Imagine you earned $85,000 your last year on the job, only for some reason, the SSA only has $48,000 on file. It's odd, but it could happen. Similarly, the SSA might have gaps in your work history so that it only has you down as working for 32 years instead of 35. If that's the case, you'll get $0 factored into your personal benefits calculation for three years, thereby bringing down the total amount you're entitled to collect.

To avoid losing money to what could be nothing more than an administrative glitch, be vigilant about checking your earnings record and report any mistakes you find to the SSA as soon as you spot them. Keep in mind that the SSA won't send copies of your earnings statements unless you're 60 or older, so if you're younger than 60, you'll need to create an account on the SSA's website and review them there.

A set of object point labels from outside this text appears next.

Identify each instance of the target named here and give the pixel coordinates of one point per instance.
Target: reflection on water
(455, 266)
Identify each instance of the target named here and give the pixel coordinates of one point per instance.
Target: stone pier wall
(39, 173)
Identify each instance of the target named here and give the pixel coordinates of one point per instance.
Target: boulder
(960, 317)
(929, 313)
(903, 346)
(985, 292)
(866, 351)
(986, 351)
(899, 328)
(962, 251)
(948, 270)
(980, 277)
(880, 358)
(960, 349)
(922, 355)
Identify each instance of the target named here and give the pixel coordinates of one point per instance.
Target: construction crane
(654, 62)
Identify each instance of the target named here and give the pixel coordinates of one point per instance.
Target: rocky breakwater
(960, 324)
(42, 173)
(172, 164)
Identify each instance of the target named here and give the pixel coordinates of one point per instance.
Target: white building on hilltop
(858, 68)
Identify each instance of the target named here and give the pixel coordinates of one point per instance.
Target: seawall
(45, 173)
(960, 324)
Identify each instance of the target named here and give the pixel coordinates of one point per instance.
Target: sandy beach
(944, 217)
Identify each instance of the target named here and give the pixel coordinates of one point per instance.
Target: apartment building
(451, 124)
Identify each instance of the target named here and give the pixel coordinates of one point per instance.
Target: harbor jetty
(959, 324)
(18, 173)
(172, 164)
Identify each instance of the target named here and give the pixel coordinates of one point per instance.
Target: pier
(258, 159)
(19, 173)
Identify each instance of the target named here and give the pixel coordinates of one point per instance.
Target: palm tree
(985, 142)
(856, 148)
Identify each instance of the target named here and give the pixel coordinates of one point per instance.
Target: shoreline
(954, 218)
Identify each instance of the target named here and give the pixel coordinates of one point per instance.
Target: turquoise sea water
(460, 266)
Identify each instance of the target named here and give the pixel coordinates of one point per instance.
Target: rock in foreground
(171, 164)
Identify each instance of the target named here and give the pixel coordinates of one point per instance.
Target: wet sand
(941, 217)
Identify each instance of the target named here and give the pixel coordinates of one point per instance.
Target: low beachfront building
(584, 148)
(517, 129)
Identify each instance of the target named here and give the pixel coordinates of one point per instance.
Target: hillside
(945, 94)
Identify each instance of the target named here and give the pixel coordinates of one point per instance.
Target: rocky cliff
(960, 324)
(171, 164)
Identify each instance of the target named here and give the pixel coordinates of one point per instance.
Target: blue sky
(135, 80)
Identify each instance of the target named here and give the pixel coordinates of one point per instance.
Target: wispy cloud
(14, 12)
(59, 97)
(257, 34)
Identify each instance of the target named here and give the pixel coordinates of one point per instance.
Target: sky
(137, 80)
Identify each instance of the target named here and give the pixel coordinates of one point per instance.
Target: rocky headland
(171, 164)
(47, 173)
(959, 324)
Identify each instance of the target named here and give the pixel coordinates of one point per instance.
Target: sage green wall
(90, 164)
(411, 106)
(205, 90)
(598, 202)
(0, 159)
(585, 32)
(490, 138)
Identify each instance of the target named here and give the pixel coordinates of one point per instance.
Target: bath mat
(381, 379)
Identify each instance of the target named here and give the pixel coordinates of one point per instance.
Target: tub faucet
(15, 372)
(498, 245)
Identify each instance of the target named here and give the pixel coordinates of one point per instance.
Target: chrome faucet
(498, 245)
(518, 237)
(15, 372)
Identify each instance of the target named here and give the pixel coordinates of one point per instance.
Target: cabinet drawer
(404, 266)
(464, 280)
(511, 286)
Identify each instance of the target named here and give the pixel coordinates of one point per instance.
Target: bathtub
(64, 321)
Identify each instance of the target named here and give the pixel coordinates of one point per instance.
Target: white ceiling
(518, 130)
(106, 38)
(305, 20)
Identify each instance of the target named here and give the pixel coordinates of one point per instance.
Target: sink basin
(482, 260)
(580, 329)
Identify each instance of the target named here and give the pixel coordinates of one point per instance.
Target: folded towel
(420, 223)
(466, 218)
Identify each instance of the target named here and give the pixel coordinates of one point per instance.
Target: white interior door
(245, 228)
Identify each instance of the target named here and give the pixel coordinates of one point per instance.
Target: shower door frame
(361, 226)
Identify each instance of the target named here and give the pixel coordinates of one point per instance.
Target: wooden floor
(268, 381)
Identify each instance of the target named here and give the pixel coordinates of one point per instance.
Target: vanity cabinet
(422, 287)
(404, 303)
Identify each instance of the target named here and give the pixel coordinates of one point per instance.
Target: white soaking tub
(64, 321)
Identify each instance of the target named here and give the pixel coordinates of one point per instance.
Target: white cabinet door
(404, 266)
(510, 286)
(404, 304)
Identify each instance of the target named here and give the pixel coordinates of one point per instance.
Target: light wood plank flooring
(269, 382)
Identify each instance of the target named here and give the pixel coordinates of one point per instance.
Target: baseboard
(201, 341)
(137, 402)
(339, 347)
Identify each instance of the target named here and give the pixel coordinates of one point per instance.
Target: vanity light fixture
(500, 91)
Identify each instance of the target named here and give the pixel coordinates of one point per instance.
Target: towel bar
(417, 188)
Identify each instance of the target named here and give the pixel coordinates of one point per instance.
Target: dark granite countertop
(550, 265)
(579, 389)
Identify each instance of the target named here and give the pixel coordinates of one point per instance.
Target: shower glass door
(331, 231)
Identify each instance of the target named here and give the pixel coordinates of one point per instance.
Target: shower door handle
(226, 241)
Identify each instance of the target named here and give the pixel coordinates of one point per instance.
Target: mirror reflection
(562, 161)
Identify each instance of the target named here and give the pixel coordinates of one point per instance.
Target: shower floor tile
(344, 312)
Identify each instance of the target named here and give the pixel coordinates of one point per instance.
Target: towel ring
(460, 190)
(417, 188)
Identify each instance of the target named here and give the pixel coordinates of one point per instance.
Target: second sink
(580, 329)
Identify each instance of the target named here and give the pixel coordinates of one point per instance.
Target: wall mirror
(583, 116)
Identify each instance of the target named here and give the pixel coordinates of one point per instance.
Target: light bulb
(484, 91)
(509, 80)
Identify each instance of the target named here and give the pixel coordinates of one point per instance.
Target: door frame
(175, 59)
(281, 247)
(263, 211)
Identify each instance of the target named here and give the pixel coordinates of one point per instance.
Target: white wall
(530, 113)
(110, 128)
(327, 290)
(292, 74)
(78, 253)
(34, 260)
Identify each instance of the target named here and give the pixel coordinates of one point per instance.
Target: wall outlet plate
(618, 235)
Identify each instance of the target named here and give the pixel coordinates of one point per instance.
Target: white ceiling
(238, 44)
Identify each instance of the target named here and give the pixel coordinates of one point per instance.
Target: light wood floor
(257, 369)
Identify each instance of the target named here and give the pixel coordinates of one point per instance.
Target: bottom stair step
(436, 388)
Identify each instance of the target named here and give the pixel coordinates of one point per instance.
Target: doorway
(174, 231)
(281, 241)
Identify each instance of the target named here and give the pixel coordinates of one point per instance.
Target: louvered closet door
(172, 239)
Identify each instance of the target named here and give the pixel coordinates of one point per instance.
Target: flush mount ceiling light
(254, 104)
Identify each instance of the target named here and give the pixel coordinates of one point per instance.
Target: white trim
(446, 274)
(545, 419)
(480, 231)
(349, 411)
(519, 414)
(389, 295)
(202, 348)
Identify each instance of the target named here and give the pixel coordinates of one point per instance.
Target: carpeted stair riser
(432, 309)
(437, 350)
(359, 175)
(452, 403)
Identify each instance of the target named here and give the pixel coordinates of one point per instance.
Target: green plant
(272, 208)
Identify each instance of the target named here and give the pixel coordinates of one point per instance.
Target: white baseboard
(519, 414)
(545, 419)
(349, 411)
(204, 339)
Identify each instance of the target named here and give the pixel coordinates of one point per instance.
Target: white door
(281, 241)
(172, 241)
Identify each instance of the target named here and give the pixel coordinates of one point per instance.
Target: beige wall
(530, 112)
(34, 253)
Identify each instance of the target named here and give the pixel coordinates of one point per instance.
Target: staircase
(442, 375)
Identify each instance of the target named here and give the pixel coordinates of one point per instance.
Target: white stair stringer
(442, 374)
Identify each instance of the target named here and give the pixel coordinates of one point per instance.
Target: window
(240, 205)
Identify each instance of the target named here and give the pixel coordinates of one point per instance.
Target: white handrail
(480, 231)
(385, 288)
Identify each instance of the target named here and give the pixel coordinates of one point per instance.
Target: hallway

3. You're aiming to work and take benefits simultaneously

Though you're allowed to work and collect Social Security at the same time, you should be aware that if you do, you risk having a portion of your benefits withheld depending on how much you earn. For the current year, your first $17,040 in income is exempt from what's known as the Social Security earnings test. Beyond that, however, you'll lose $1 in benefits for every $2 of earnings you bring in so that if you earn $18,040 a year, you'll have $500 in benefits withheld.

That said, if you'll reach FRA later this year, your first $45,360 of income is exempt from the earnings test. After that, you'll lose $1 in benefits for every $3 you earn.

Keep in mind, however, that the above rules only come into play if you haven't yet reached FRA. Once FRA kicks in, you can earn as much as you'd like and it won't impact your benefits whatsoever -- which is yet another good reason to hold off on filing until that point. Another thing you should know is that whatever money is withheld from your Social Security payments initially will be added back once FRA hits. In other words, you're not losing that money forever -- you're just not getting it right away.

If you're counting on Social Security to provide a sizable portion of your income, then be sure to read up on the program's various rules. The more you know about Social Security, the greater your chances of getting the most money possible from it.